Carnegie seethed as the subhuman groveled before him. Finally, he could no longer keep a lid on his rage and lashed a foot out fast and hard, hitting the man squarely in the chest, knocking him to the ground. “Get this coward into the briefing room with all his pre-mission briefing material, including the maps,” Carnegie snapped as he turned and stormed back into the hangar.
Before anyone could move, Matt stepped in and hauled the fallen man to his feet. “We’ll get him there,” Matt said as he and the four SEALS moved forward to guide the man toward the hangar.
Once they were away from the men and women who’d gathered around the Humvee, Matt whispered in the man’s ear, “What happened? Quick, just give me the Reader’s Digest version.”

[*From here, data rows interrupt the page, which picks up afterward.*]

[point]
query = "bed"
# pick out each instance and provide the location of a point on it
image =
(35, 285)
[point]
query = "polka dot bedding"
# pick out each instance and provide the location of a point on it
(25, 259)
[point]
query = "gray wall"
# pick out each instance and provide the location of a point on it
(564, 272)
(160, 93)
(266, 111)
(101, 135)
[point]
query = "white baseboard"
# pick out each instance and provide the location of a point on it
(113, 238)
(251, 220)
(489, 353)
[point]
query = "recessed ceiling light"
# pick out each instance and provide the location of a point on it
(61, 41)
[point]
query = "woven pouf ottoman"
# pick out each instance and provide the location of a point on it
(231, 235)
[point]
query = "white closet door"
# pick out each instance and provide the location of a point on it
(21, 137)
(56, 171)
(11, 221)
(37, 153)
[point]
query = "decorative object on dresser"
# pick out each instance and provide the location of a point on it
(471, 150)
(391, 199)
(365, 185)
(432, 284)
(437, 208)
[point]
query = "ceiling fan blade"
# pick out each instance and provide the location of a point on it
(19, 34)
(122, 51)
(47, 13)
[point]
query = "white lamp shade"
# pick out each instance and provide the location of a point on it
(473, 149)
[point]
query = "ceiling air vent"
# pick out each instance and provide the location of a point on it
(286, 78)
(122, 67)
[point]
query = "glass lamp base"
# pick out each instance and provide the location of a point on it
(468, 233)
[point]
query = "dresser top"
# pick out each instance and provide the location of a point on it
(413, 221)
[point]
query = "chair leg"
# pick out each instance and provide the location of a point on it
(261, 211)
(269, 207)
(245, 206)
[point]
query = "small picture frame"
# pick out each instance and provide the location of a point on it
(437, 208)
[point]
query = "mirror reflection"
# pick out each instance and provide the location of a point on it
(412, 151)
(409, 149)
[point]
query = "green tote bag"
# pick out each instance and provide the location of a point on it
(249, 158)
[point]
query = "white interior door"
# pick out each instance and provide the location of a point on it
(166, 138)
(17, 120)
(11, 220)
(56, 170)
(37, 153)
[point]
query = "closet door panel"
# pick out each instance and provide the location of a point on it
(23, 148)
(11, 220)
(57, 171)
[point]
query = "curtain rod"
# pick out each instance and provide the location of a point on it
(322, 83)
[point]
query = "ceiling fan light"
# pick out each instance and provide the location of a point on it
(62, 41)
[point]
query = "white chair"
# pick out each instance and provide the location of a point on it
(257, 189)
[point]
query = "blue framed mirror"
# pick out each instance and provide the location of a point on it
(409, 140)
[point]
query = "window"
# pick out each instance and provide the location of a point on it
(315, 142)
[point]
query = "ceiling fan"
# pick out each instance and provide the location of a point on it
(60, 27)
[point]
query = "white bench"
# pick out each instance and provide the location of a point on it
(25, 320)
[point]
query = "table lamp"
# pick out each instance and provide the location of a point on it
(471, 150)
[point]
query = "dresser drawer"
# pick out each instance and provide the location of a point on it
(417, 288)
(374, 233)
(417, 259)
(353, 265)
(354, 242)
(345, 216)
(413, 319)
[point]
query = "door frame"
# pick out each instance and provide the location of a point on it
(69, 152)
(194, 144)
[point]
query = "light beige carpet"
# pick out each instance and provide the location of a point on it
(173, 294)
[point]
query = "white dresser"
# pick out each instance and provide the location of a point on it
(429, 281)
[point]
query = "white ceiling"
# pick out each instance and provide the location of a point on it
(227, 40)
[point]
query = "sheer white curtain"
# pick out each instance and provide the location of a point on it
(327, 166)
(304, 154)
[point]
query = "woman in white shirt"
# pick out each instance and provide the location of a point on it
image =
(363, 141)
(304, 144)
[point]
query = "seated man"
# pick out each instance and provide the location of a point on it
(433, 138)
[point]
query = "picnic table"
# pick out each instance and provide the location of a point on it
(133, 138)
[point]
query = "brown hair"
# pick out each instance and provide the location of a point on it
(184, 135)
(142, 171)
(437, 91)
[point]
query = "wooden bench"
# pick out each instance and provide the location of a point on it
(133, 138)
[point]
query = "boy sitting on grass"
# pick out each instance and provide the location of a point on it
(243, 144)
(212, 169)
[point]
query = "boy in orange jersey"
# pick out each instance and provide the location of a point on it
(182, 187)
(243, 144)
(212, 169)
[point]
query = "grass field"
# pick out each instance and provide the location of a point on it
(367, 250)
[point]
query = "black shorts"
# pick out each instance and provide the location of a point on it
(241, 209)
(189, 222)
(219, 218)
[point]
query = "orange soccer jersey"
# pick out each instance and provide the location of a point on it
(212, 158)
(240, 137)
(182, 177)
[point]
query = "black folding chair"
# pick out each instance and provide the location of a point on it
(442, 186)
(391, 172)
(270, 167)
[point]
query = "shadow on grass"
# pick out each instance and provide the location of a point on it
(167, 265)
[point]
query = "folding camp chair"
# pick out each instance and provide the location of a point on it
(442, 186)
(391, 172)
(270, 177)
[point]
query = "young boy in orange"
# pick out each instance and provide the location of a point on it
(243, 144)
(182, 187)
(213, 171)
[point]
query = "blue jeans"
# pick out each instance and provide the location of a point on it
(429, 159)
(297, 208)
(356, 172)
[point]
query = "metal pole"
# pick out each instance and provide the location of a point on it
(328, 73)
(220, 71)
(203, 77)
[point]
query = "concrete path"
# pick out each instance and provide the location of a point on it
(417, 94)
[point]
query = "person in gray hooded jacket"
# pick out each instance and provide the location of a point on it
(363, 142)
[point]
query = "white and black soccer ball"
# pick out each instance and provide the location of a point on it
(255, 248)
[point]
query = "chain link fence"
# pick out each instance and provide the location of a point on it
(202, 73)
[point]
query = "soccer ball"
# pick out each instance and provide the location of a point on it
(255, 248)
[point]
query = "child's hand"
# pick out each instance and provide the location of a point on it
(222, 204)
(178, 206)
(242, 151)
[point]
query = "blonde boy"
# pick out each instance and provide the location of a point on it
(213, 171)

The man turned, his face brightening, thinking he might have a friend in all this. He quickly relayed to Matt what his mission was and how he basically went out and collected taxes from the locals. Matt listened intently, asked a couple of questions, then pursed his lips.
“So let me get this straight. The colonel has you guys out there stealing from people who are barely making it?” Matt questioned incredulously. This was the first time he was hearing of any sort of taxation being run from the base.
The man’s face again dropped after the accusation. “Taxes, not stealing,” he argued.
Matt snorted. “Stealing, bro. What’d you expect was going to happen?”
Inside the briefing room, Carnegie sat red faced as one of his intel wienies went over the day’s mission and how it was part of an
ongoing weekly collection detail. Following the intel brief, Carnegie listened to the man retell his experience at Clarence’s home. The SEALs stood against one wall while Josh sat in a chair, obviously taking his cues from Carnegie since his face seemed a little redder than usual. During the man’s account of the ambush, he was unable to honestly say how many people he faced, admitting he hadn’t seen a single person other than the man from the house, who outright refused to turn over any further livestock.
The survivor told the group he saw the owner of the property walk up and execute Sergeant Clemons after the man fell wounded and was unable to defend himself. The soldier conveniently left out the fact that he’d run over Clemons, which was the reason the sergeant was down in the first place. Everyone in the room snarled when this was described except the five SEALs. When Carnegie felt he understood as much as he was going to about what had happened, along with where it had happened, his mind began planning his response.
“Josh, we need to respond immediately. You and the Navy boys can go in there and bring these sons of bitches back here. Tomorrow we can send a retrieval team out for any valuables, and they can burn the place to the ground when they’re finished. We have two working helicopters, and I suggest you use them both.”
Josh nodded at the colonel and looked toward Matt, who gave him a flat expressionless stare back. Matt held his poker face for a moment, then tilted his chin slightly, acknowledging his understanding of what was being asked of him and his team. Carnegie got up to leave the two warriors to plan out the mission, but stopped short of the door.
“You know those SEAL pups out there don’t belong to you, Matt, they belong to me. I am their commanding officer. Please don’t let that little bit of trivia slip your mind.”